S&P pointed to Raizen's engagement of financial advisers as evidence of a - in the agency's view - high likelihood of debt restructuring, noting that the company's earlier signals of forthcoming capitalization and asset sales have weakened. Agency commentary said management has indicated new plans will be announced in the near term, but the absence of concrete updates suggests those initiatives are encountering obstacles.
Operationally, Raizen's preview for the third fiscal quarter showed a divergence across its businesses. The Sugar & Ethanol segment reported weaker results, while fuel distribution in Brazil displayed continuing improvements in volumes and margins. S&P's forecast for fiscal 2026 - which ends in March 2026 - includes an estimated EBITDA of around R$11 billion and pro forma leverage of roughly 5.0x-5.5x. For fiscal 2027, S&P expects persistent pressure on Sugar & Ethanol from lower volumes and depressed sugar prices, with forward contracts trading at 14-15 cents per pound, and projects EBITDA near R$11.5 billion.

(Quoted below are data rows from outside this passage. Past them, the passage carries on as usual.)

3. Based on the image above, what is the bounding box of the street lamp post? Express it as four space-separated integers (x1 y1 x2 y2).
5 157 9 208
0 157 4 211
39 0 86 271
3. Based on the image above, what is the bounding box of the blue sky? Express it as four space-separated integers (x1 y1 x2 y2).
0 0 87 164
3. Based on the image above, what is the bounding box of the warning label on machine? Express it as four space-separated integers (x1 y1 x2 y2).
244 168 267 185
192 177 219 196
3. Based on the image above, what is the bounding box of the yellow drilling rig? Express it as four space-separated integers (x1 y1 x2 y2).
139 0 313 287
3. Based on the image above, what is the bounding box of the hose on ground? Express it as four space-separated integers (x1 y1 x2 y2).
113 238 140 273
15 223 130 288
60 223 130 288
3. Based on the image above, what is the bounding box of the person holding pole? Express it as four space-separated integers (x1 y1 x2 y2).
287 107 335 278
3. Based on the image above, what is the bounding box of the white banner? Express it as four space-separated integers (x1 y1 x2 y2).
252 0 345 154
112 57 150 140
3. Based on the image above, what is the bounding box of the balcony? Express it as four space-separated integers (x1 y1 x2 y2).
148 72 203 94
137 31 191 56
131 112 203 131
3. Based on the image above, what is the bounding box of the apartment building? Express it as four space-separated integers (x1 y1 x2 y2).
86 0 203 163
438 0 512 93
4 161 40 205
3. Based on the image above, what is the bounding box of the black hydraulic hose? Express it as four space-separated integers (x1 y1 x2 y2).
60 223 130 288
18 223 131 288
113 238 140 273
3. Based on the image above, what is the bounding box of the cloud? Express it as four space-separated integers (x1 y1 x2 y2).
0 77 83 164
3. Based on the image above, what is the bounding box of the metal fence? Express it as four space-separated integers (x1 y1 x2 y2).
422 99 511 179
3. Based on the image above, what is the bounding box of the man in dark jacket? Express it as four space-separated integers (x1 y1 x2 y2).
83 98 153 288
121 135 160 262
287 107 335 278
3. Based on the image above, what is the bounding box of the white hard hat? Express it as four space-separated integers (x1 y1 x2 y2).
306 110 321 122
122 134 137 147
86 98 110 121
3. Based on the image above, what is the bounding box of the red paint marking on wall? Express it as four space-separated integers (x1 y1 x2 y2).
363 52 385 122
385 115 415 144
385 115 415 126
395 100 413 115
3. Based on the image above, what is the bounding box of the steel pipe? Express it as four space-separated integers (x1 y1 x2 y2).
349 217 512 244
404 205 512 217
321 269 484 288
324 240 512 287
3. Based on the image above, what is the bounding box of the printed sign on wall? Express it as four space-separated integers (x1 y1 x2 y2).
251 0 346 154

On liquidity, Raizen reported a cash balance of R$18.6 billion as of September 30, 2025, and has unused revolving credit facilities totaling $1 billion, against short-term debt of R$7.4 billion. S&P cautioned that continued cash consumption without the inflows management has previously indicated could exhaust these resources within two years.
Fitch's multi-notch downgrade reflected the absence of a material capital injection by shareholders within the agreed timeframe, operating performance that fell short of expectations, and a tighter liquidity profile. Fitch projects Raizen's gross and net leverage at about 5.4x and 5.0x, respectively, across the next two years - levels the agency considers high for the sector.
Fitch also identified R$10.5 billion of debt maturing in the coming 18 months, and warned that refinancing those obligations at prevailing market rates would reduce the company's financial flexibility. The agency's financial metric forecasts include EBITDA of R$10.9 billion for fiscal 2026 and R$11.0 billion for fiscal 2027. Fitch further estimated interest expenses near R$9.5 billion and noted elevated capital expenditures, concluding that Raizen will generate negative free cash flow through 2027 under its base-case assumptions.
Both ratings actions underscore investor and creditor concerns about whether management can execute the financing and operational measures it has described in time to prevent materially weakened credit metrics. The agencies' forecasts point to sustained leverage and cash shortfalls unless management secures committed capital, completes asset sales, or achieves material, immediate improvements in operating cash flow.
What to watch next - Announcement of any definitive capital injection, concrete asset sale agreements, revised financing plans, or updates to management's timelines for resolving near-term maturities will be critical to creditor and market assessments of Raizen's credit path.